I've been debating writing this post for a while now as I think it can be misconstrued as being too negative and that is not the effect I'm trying to achieve here. I just want people to think about the actions they take when doing something that seems environmentally sound.
It all started when the National Lights Out day (aka Earth Hour) came about and I saw that many were participating in it as well as promoting it. I think it's a great event to get people together and make them feel like they are participating in something large that makes a statement. It can be argued that the event was more symbolic than anything, but there was one thing that was grinding my crackers.
The problem I had with it was how people were making up for the lack of lights/electricity/etc. Instead of going to bed early, many chose to light candles as an alternative. And, while I certainly get besotted by the mood of candlelight and the warm, cozy feeling it invokes, it doesn't come without environmental consequence.
Here's the trade-off: if you get your electricity from green sources* (wind, hydro, solar, etc.), switching over to a seemingly innocuous candle is a bit of mental legerdemain. Were the candles 100% beeswax or soy with a 100% cotton wick? Or were they the cheaper paraffin (fossil fuel) kind? Did they burn cleanly or did they actually contribute to increased carbon dioxide emissions?
For those of you not intimately knowledgeable about standard paraffin candles, paraffin** is essentially hydrocarbon, or a heavy alkane fraction distilled straight from crude oil.

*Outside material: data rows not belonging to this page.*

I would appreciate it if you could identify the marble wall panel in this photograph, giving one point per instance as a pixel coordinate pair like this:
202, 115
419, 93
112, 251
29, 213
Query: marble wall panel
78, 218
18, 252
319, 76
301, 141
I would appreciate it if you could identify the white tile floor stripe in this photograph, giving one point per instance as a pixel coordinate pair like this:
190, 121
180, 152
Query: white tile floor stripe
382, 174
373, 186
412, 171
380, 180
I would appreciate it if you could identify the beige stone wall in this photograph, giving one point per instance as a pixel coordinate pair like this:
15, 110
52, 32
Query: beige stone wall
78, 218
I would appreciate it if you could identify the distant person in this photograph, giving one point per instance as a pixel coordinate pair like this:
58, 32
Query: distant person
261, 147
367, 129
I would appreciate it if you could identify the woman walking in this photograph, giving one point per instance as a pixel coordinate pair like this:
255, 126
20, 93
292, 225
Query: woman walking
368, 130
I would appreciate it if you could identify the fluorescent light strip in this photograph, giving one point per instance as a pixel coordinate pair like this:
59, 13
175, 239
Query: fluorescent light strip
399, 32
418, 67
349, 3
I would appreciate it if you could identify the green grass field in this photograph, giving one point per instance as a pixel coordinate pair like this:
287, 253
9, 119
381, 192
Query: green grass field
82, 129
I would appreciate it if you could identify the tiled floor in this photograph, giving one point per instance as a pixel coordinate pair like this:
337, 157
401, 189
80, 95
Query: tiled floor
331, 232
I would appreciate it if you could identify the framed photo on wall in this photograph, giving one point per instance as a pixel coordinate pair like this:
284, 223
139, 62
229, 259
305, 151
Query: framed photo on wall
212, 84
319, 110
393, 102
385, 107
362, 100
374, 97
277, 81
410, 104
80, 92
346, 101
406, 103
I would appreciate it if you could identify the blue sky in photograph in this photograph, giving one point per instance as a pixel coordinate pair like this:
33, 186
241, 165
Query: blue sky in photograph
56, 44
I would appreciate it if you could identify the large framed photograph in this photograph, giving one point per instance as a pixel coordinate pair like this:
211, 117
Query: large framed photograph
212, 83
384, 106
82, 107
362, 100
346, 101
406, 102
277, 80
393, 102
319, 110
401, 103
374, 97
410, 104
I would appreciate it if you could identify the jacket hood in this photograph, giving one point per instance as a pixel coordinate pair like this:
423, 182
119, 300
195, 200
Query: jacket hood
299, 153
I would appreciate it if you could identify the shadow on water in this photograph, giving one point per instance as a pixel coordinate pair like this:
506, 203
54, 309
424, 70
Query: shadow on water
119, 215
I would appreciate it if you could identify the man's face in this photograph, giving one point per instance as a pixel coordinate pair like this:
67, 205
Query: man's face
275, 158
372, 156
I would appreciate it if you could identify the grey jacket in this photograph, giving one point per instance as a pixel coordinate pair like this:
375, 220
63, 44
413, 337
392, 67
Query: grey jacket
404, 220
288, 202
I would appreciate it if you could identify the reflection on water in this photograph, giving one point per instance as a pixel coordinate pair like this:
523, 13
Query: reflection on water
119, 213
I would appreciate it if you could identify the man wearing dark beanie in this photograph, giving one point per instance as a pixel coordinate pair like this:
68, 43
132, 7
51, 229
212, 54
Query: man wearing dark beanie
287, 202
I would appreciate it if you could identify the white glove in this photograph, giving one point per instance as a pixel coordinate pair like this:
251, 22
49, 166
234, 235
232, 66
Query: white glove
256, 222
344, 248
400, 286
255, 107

Even if 80% of your electricity comes from coal and fossil fuel fired power stations, burning candles is very polluting and certainly very greenhouse gas and carbon dioxide emissions intensive, even more so than electric lighting. In other words, for every paraffin candle that is burned to replace electric lighting during Earth Hour, greenhouse gas emissions over the course of the one hour are increased by 9.8 g of carbon dioxide.
And, for the record, beeswax candles can be considered "carbon neutral" in the sense that, even though it produces carbon dioxide when burned, it’s carbon that is naturally cycled through the ecospheric carbon cycle - not from fossil fuel. But throw in transportation and production energy costs and it gets a bit murky.
So, what was more of an impact? Clearly the total impact is dependent on what the originating source of electricity was as well as the candle choice, but why wasn't this addressed by any of the organizers? At the very least, I didn't see anything about it nor did I notice it mentioned on the blogs of those who participated. If you really want to make a statement about electricity usage, then it should have been all lights out!
Finally, did you put much thought into the alternative you were choosing? If you didn't, would you do things differently after reading this? If you didn't participate, would you consider this in the future when making a candle choice?
*Yes, I realize that there are some environmental consequences to the wind and hydro, but they are considerably smaller than that from nuclear, coal or other fossil fuel driven lighting.
**For all the nitty gritty explanations, science and physics that I've included here, please refer to the originating sources.